Across the board, we're still continuing to make the same science based recommendations, whether it's to prevent you from ending up in the ER, ending up in the hospital, not surviving like the tens of thousands that died last winter, not surviving like the 100 plus children that died last winter from COVID, or all the people that have long COVID, got COVID and just are months and months later not doing better, maybe not able to go to school, maybe not able to hold down a job. That vaccine is still safe, it's effective, and it still is recommended based on all the science and information we have.
Brian Lehrer: It's really been out of the news how many people still die from COVID every year. It's not like it was in 2020 or 2021, but it's become one of the top 10 causes of death in the United States in an ongoing way. Many more people then are killed by flu, for example. Right?
Dr. Daniel Griffin: It is tough. We had 2,000 people a day dying here in New York. It is a very different world now, when we have, we'll say, tens of thousands dying in an entire winter. That's a lot less than 2,000 a day. For your loved one who ends up in the hospital, for your child that dies from COVID, that is still a tragedy. A lot of these deaths are vaccine-preventable.

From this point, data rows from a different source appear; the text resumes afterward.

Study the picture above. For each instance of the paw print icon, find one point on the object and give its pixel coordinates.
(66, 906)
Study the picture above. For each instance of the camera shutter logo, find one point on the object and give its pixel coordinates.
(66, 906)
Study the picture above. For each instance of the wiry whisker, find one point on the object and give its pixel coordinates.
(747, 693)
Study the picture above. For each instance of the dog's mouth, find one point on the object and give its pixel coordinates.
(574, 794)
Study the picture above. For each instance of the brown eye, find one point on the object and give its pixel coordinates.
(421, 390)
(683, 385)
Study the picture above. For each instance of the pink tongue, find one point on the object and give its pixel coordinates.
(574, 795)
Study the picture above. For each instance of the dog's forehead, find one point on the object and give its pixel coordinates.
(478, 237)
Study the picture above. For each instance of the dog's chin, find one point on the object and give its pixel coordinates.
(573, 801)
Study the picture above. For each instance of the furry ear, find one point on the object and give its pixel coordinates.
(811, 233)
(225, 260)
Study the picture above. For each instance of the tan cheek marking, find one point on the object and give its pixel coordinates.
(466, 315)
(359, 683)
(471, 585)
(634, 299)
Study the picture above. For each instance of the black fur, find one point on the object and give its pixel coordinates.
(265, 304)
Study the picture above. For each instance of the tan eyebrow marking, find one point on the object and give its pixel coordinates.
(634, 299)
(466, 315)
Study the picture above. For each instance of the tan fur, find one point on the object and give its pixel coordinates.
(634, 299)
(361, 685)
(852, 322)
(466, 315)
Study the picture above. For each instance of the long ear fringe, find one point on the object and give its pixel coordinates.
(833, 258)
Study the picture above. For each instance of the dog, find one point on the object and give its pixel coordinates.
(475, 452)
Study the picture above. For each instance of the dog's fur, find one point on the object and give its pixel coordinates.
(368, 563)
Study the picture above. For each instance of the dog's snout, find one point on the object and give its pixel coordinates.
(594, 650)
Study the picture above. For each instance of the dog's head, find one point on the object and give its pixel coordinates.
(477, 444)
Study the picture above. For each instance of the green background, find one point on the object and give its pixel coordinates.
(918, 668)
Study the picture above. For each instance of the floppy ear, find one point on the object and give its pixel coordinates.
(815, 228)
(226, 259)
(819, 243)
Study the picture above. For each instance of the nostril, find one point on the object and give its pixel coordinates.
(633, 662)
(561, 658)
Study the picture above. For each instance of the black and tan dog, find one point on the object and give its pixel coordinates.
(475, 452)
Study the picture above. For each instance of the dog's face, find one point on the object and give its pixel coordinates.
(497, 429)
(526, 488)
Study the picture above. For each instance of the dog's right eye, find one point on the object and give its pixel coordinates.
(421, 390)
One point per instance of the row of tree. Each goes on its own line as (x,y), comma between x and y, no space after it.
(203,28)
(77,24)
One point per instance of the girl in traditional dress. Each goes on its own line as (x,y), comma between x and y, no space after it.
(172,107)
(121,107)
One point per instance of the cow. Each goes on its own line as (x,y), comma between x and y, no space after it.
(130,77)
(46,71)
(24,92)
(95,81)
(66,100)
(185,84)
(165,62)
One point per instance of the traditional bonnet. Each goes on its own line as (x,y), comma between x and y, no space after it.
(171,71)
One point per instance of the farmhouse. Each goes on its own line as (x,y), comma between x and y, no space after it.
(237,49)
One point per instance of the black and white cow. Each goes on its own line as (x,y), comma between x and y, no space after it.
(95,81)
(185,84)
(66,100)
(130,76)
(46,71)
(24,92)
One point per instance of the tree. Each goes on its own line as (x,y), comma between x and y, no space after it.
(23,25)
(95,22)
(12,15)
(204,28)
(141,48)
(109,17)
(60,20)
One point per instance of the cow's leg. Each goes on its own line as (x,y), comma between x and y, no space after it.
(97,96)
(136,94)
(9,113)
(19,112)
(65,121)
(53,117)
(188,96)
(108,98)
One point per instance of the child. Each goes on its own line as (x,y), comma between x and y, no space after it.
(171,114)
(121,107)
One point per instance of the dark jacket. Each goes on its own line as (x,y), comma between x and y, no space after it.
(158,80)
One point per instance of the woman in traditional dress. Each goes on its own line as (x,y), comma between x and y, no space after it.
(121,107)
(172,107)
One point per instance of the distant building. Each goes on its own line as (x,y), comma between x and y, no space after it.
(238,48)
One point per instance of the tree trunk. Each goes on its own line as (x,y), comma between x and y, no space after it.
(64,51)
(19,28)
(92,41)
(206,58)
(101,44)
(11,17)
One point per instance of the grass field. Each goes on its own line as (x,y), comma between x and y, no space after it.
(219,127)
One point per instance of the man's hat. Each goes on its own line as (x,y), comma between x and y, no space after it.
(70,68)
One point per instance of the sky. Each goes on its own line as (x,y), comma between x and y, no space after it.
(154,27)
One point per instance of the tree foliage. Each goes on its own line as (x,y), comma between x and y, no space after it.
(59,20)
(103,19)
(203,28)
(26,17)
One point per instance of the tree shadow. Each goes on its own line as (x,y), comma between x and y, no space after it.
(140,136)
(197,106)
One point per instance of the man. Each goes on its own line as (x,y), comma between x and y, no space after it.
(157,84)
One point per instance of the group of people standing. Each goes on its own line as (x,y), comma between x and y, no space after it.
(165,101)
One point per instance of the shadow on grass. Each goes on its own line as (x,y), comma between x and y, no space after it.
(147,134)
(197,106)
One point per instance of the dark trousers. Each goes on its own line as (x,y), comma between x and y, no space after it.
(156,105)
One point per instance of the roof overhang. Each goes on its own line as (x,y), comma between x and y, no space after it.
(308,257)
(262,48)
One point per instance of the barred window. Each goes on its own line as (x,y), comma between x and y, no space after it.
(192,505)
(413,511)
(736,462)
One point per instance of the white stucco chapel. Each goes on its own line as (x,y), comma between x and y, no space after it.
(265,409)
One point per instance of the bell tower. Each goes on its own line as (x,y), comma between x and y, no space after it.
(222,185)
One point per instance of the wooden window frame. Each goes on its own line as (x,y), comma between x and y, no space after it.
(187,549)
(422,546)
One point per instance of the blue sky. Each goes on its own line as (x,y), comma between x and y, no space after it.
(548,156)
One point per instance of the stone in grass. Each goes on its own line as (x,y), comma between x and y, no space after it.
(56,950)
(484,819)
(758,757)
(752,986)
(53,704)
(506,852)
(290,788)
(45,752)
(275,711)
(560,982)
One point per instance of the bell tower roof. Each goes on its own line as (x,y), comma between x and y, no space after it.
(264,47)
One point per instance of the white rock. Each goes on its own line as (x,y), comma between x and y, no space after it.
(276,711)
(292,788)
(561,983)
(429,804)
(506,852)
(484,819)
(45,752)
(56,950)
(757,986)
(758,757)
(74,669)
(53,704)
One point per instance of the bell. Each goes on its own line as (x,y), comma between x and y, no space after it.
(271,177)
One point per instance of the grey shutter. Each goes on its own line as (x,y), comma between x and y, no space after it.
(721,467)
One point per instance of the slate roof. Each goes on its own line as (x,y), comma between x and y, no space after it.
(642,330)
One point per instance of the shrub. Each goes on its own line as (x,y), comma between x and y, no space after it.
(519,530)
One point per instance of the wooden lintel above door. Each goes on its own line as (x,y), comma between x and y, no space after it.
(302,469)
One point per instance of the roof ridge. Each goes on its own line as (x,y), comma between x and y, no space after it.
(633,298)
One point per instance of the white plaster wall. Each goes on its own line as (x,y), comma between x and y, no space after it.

Brian Lehrer: Dr. Daniel Griffin, MD, PhD, Chief of Infectious Disease Medicine for Island Infectious Diseases on Long Island, a clinical instructor of medicine at Columbia University, president of the group Parasites Without Borders, which sounds like a bad thing, but it's really a good thing. Co-host of the podcast, This Week in Virology, TWiV, as they call it. Thank you for coming on and talking about the Nobel Prize in Medicine and some issues in the news.
Dr. Daniel Griffin: Thank you, Brian, and everyone, be safe.